Equiparazione tra nazismo e comunismo, un'operazione politica. Delle Donne: “La memoria condivisa è una tematica da parrocchia”
Il futuro immaginato dal Parlamento europeo vuole cancellare la complessità della storia e la varietà di memorie che compongono il continente europeo in nome di un principio inesistente, la memoria condivisa. La Russia sovietica non avrebbe liberato Auschwitz e via Stalingrado a Bologna non potrebbe più esistere
TRENTO. L'approvazione della risoluzione con cui il 19 settembre 2019 il Parlamento europeo equipara nazismo e comunismo desta non poco scalpore nell'ambiente degli storici. Sono diversi i punti che lasciano interdetti, basati su motivazioni squisitamente politiche e ideologiche, addirittura mistificatorie.
Su tutti l'idea di una costruzione della “cultura della memoria condivisa europea”, un'idea rimbalzata sui media e figlia della “fine della storia” teorizzata da Francis Fukuyama dopo la caduta del Muro di Berlino nel 1989 e la sconfitta storica dello statalismo sovietico, in un mondo dopo l'unico vincitore, legittimato dalla storia, è il sistema capitalistico. Un'idea tutt'altro che priva di una connotazione ideologica. “Il discorso sulla affermazione della memoria condivisa – spiega Giorgio Delle Donne, storico altoatesino – sa molto di pensiero unico e dominante. Sconfitti il fascismo e il nazismo, è un'idea che parte dal tentativo di far fuori ogni altra ideologia che non sia quella liberale, sostenendo come la democrazia liberale sia l'unica forma di governo accettabile”.
“Parlare di memoria condivisa 40/50 anni fa avrebbe provocato solo fischi – continua – provate a pensare agli operai che vengono accomunati nella loro memoria a quella dei padroni. Le divisioni di classe, le divisioni di genere, hanno portato molti storici a ricostruire la storia da diverse prospettive. Non si tratta di contrapporsi agli altri, ma di fare le dovute distinzioni. Quando sento parlare di memoria condivisa, sia a livello europeo che a livello locale, penso a un discorso da parrocchia”.

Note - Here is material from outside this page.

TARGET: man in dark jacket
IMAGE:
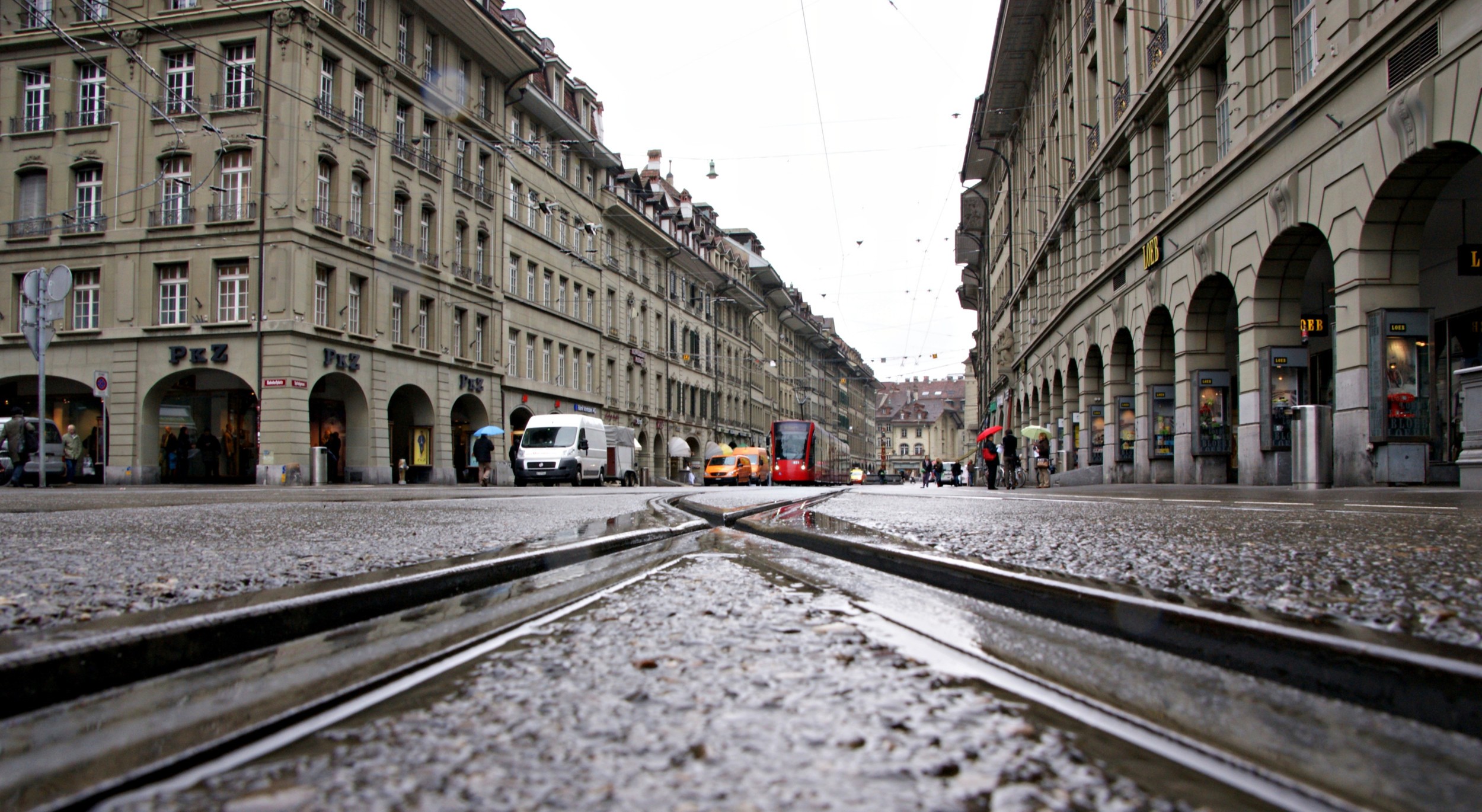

In diversi passaggi del testo, inoltre, la storia europea viene letta con una lente che appiattisce e distorce la vicenda novecentesca del continente. Il ruolo dei sovietici nella sconfitta del nazifascismo viene completamente schiacciato da una visione che retrodata l'autoritarismo dei regimi legati a Mosca, non riconoscendo l'afflato iniziale di libertà e uguaglianza del bolscevismo e soprattutto l'immenso sacrificio fatto nel corso del conflitto.
“I russi liberano Auschwitz – incalza Delle Donne – e ricondurre, come fa la mozione del Parlamento europeo, l'inizio di un evento complesso come la Seconda guerra mondiale al solo Patto Molotov-Ribbentrop è oltre che sbagliato pure riduttivo. Sicuramente ci fu una spartizione fra Urss e Germania, ma dire che fu determinante per lo scoppio del conflitto è decisamente forzato”.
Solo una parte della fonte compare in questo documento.